Même quand les revendications prennent des aspects économiques de défense des salaires, des revenus ou du pouvoir d’achat, elles contiennent toujours l’idée explicite ou implicite que ce n’est pas ce gouvernement, ni même un autre gouvernement au service du capitalisme, qui pourra les satisfaire ; et en ce sens, lutte syndicale et lutte politique se mêlent de plus en plus étroitement et se nourrissent mutuellement.

Ainsi, le mot d’ordre « contre la réforme des retraites » qui préside à l’appel à la grève reconductible du 5 décembre prend donc une signification qui va bien au-delà du montant des pensions ou de la durée d’indemnisation. A la pseudo « unification » des régimes de retraite grâce à laquelle Macron compte monter certaines fractions de la classe ouvrière contre d’autres, les travailleurs conscients de la manœuvre voudront répondre par l’unité de la classe – et de tous secteurs, à l’encontre des tentatives de division portées par le Rassemblement National.
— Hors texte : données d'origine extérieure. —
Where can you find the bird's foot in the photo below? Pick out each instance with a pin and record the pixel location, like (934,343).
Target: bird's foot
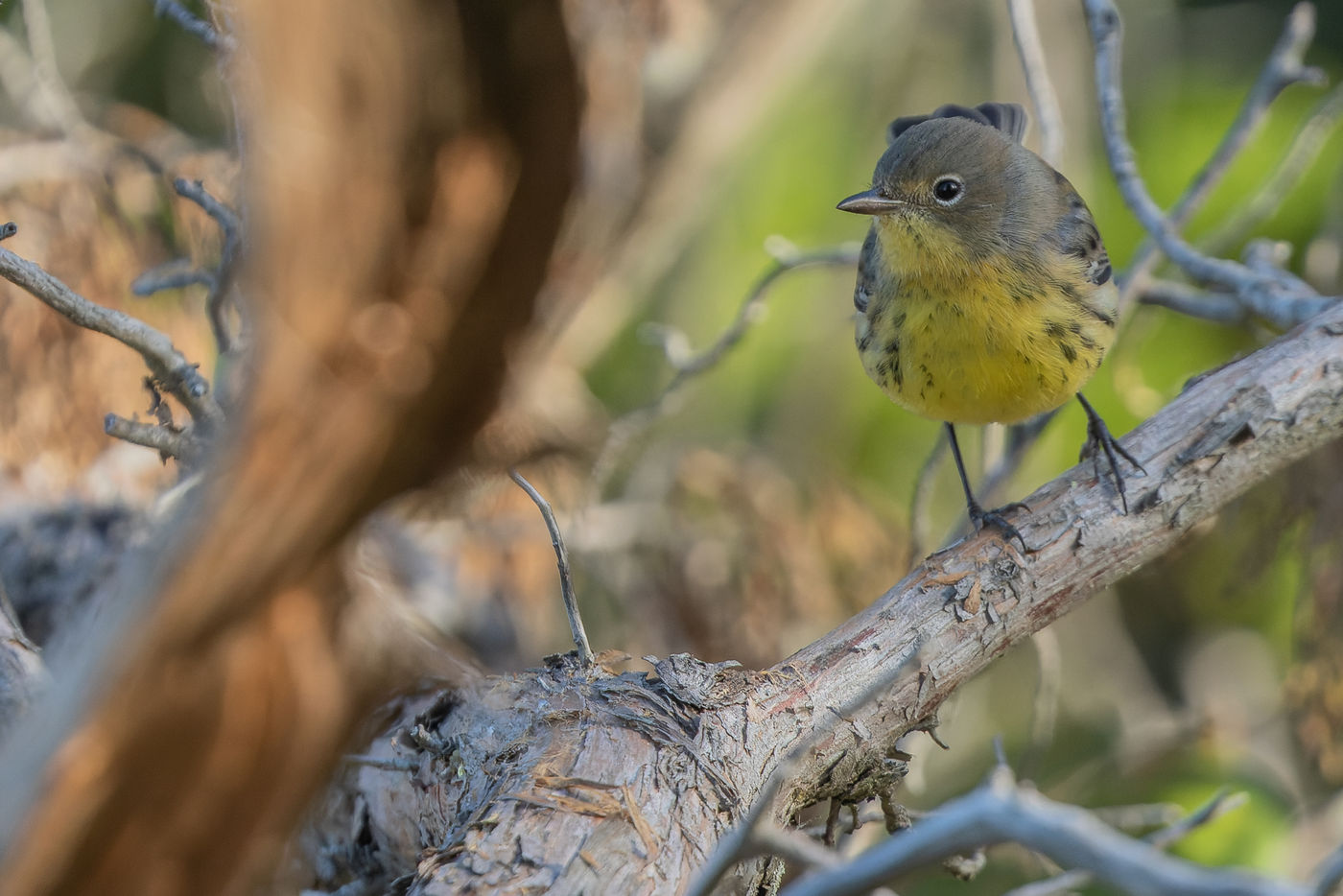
(1098,440)
(982,517)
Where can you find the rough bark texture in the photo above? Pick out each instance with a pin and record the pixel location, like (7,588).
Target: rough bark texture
(566,782)
(409,168)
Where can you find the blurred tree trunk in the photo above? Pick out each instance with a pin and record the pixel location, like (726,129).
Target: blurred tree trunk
(409,167)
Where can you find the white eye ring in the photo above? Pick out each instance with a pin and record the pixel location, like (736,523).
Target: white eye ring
(949,190)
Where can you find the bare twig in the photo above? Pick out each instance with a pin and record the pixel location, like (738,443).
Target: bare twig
(1192,301)
(1306,147)
(1284,67)
(192,24)
(571,602)
(175,372)
(222,281)
(1001,812)
(1026,36)
(1282,298)
(174,274)
(1167,836)
(31,78)
(626,429)
(170,442)
(386,764)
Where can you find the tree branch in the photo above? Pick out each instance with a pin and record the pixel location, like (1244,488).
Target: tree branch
(180,378)
(1232,429)
(1279,297)
(1001,812)
(1284,67)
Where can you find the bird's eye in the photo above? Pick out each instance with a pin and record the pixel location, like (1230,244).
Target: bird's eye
(949,190)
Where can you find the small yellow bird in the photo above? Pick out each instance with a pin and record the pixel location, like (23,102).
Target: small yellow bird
(984,293)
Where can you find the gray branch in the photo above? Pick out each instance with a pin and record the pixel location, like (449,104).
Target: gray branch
(192,24)
(1280,298)
(1026,36)
(561,557)
(178,378)
(1298,158)
(1284,67)
(1001,812)
(221,282)
(167,440)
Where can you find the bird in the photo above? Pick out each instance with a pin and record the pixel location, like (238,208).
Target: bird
(984,293)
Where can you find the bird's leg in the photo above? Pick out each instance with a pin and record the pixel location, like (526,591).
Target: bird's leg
(1097,436)
(978,515)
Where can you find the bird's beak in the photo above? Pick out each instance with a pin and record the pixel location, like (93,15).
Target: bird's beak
(869,203)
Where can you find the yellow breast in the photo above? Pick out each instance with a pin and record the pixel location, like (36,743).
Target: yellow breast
(990,342)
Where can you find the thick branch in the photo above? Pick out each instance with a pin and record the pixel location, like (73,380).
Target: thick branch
(1070,836)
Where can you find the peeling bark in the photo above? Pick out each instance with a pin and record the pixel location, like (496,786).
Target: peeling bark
(567,782)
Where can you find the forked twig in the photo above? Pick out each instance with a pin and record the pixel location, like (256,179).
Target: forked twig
(177,376)
(1284,67)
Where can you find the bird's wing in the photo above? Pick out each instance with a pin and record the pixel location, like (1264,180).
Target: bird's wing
(1077,235)
(868,262)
Contre les tentatives de récupération politicienne de Marine le Pen, purement opportunistes, et qui visent à monter une frange des travailleurs contre les autres, il s’agit au contraire d’œuvrer à la construction d’un vaste mouvement d’ensemble auto-organisé, avec un programme capable d’entraîner l’ensemble des secteurs de la population. C’est avec cette perspective que le 5 décembre, au-delà du blocage économique, pourrait prendre une dimension directement politique.